Nondimeno, la tassa è controproducente per un motivo apparentemente banale o qualunquista. Come farebbero migliaia di famiglie italiane ad andare avanti e a prendersi cura dei propri anziani, dei disabili o dei bambini? Pensiamo soltanto che la maggior parte degli infermieri presenti nelle case di cura sono ucraini, moldavi, indiani, pakistani. Di certo non sono clandestini: versano regolarmente le tasse e per il rinnovo del permesso di soggiorno o della carta d’identità devono comunque pagare il bollo per le procedure amministrative. Non viviamo più negli anni sessanta, quando le donne restavano a casa a badare alla famiglia. Con l’aumento delle speranze di vita, gli anziani sono “sempre più anziani” e necessitano di cure che le famiglie italiane non sono più in grado di dare, perché alle donne non si può più chiedere di rinunciare a lavorare, né l’idea di restare a curare ad libitum “il nido” è più così allettante.
Cinque
Impossibile non parlare di etica: dedichiamole più attenzione, soprattutto in ambito creditizio, bancario e finanziario. Non a caso ultimamente ne parlano tutti: gli imprenditori, le banche (sic!), il ministro Giulio Tremonti, Papa Benedetto XVI. Suonavano così altre due battute tratte dal film Jerry Maguire: “Il segreto di questo mestiere sono i rapporti, i rapporti personali”, ma anche, “Senza amore per il prossimo non si vende uno spillo”. Come punto di partenza si potrebbe obbligare ogni laureato in economia di leggere “Il banchiere dei poveri” del premio Nobel Muhammad Yunius.
Sei
Smettiamola di accusare i media, rei di aver gonfiato i dati sulla crisi e di aver scatenato inutili allarmismi.
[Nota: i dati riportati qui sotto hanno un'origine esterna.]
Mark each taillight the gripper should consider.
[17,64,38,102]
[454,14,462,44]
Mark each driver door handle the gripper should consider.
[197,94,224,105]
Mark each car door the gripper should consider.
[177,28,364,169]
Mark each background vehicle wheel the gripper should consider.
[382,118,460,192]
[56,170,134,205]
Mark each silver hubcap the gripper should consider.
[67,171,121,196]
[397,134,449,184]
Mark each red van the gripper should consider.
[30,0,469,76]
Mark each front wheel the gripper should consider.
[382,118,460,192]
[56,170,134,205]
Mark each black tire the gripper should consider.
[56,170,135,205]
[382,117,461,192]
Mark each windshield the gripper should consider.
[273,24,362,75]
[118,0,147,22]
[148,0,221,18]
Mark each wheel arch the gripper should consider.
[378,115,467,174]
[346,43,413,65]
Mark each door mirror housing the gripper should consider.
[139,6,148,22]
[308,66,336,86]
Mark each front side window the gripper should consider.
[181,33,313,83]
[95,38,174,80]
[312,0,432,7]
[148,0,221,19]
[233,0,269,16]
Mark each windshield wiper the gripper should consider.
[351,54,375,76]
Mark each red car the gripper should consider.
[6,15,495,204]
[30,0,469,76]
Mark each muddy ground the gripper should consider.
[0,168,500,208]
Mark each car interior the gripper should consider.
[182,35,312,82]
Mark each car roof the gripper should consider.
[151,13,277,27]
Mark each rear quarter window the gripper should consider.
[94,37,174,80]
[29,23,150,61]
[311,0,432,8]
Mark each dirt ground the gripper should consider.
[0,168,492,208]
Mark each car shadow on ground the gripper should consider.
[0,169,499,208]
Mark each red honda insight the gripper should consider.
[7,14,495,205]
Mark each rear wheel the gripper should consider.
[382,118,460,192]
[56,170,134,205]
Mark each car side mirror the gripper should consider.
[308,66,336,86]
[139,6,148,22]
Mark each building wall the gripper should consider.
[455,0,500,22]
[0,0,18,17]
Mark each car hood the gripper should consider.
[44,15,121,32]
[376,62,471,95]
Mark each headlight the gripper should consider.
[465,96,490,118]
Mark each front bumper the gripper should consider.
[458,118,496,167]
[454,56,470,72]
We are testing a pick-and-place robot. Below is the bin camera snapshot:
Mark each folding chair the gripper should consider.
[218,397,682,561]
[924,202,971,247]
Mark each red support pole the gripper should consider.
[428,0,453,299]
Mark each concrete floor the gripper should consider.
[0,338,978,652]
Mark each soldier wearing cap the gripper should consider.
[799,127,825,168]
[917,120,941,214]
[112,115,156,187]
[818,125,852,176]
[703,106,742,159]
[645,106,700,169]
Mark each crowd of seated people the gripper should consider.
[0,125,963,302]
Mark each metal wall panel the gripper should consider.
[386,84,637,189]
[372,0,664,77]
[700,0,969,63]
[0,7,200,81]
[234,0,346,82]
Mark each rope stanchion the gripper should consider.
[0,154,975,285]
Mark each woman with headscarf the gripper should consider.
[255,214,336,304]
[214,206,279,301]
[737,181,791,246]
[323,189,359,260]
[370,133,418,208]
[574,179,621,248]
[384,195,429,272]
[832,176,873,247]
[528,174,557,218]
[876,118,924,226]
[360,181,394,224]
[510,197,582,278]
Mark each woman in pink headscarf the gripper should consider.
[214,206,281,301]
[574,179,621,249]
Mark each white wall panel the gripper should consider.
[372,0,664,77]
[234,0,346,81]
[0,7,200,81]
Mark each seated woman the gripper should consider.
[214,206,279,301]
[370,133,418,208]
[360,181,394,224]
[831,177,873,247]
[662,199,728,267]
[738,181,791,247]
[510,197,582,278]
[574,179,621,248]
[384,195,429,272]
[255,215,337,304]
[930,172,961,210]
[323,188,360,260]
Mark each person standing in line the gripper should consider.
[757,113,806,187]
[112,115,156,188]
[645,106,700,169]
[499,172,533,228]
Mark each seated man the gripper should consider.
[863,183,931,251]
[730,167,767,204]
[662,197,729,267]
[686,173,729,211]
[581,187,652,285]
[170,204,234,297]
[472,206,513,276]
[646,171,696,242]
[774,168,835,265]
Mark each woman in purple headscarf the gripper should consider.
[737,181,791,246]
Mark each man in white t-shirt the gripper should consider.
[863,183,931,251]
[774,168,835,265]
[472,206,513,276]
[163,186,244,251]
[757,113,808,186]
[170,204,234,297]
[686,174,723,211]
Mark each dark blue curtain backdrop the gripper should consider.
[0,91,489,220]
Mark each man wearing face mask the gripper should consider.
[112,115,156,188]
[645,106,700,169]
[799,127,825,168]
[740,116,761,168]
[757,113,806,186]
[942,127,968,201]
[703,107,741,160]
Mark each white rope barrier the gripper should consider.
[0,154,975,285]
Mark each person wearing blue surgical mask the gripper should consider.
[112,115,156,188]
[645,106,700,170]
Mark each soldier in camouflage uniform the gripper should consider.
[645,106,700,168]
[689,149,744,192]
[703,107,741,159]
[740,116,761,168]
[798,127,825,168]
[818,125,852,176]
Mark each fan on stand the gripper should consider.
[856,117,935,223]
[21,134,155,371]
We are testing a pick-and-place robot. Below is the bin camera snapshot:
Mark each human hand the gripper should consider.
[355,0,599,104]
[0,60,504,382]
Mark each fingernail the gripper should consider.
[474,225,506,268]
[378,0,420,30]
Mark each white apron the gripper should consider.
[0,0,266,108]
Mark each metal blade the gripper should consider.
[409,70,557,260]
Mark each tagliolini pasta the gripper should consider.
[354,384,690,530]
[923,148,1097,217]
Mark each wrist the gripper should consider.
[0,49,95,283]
La crisi è innegabile perché parlano i numeri della cassa integrazione ordinaria: + 525% nel mese di dicembre. Semmai si potrebbero criticare i modelli trash e poco edificanti veicolati da una certa tivvù (reality come il Grande Fratello e i suoi epigoni, quiz show, fiction e risse in diretta, celebrazione di furbetti e di furfanti) che spingono gli italiani a credere nei falsi miti (tronisti, finanzieri di dubbia fama, veline, chirurgia plastica) e nelle scorciatoie della fortuna (non a caso nei periodi di crisi crescono in modo esponenziale gli introiti del gioco d’azzardo, dei gratta e vinci, del lotto e del superenalotto).
Sette
A chi accusa i giovani italiani di “bamboccionismo” (la polemica ormai è sterile, perché risale a quella meteora che è stata il governo Prodi bis), si può rispondere che
a) la riforma del mercato del lavoro che ha portato alla precarietà perpetua non l’hanno varata i bamboccioni
b) che la bolla speculativa del mercato immobiliare non l’hanno inventata i bamboccioni
c) i bamboccioni si disinteressano alla politica perché l’attuale sistema di accesso ai partiti non si basa su forme democratiche di partecipazione
d) i (non più) piccoli bamboccioni hanno avuto un brusco risveglio, tirano la cinghia e presto diventeranno grandi.
Sempre da Jerry Maguire: “E' così che si diventa grandi, con le palle appese ad un filo”.